How to save a CSV from dataframe, to keep zeros le

2020-07-10 11:31发布

问题:

In Python 3 and pandas I have a dataframe with a column cpf with codes

candidatos_2014.info()
<class 'pandas.core.frame.DataFrame'>
Int64Index: 26245 entries, 0 to 1063
Data columns (total 7 columns):
uf                 26245 non-null object
cargo              26245 non-null object
nome_completo      26245 non-null object
cpf                26245 non-null object
nome_urna          26245 non-null object
partido_eleicao    26245 non-null object
situacao           26245 non-null object
dtypes: object(7)
memory usage: 1.6+ MB

The codes are numbers like these: "00229379273", "84274662268", "09681949153", "53135636534"...

I saved as CSV

candidatos_2014.to_csv('candidatos_2014.csv')

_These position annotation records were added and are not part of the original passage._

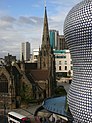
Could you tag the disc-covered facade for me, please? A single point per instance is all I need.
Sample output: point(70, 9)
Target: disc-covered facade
point(78, 35)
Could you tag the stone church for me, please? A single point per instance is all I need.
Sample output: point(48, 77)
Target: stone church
point(33, 80)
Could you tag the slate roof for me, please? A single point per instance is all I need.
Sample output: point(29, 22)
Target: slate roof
point(39, 75)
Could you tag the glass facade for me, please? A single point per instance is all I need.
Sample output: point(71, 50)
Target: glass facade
point(78, 35)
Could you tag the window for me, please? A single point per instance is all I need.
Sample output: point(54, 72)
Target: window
point(65, 62)
point(65, 67)
point(59, 67)
point(59, 62)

I use Ubuntu and LibreOffice. But when I opened the file the cpf column does not show the leading zeros:

"229379273", "9681949153"

Please, is there a way to save a CSV that keeps zeros to the left in a column that only has numbers?

回答1:

Specify dtype as string while reading the csv file as below:

# if you are reading data with leading zeros
candidatos_2014 = pd.read_csv('candidatos_2014.csv', dtype ='str')

or convert data column into string

# if data is generated in python you can convert column into string first
candidatos_2014['cpf'] = candidatos_2014['cpf'].astype('str')
candidatos_2014.to_csv('candidatos_2014.csv')


回答2:

First, make sure that output in your csv file does not have zeros. If it does, but you are opening that file in Excel or another spreadsheet, you still sometimes can see values without leading zeros. In this case, Go to Data menu, then Import form Text. Excel's import utility will give you options to define each column's data type.

I am sure that it should be similar in other apps.

Hope it helps!



回答3:

TLDR: you don't have to do anything if your pandas columns are type object

I feel like both answers here, but especially the accepted answer, are confusing. The short answer is that, if the dtype of your column is object, then pandas will write it with leading zeros. There's nothing to do.

If like me, you came here because you didn't know that for sure and when you opened the CSV, the leading zeros were gone, then follow Ivan S's advice -- take a look at the file you wrote to verify, but you should see the leading zeros there.

If you do, then both answers give guidance on how to read the data back in preserving leading zeros.

If you don't, the the datatype wasn't correct in pandas when you saved the CSV. Just changing that column using astype wouldn't restore the zeros. You'd also need to use str.zfill as described in this SO answer.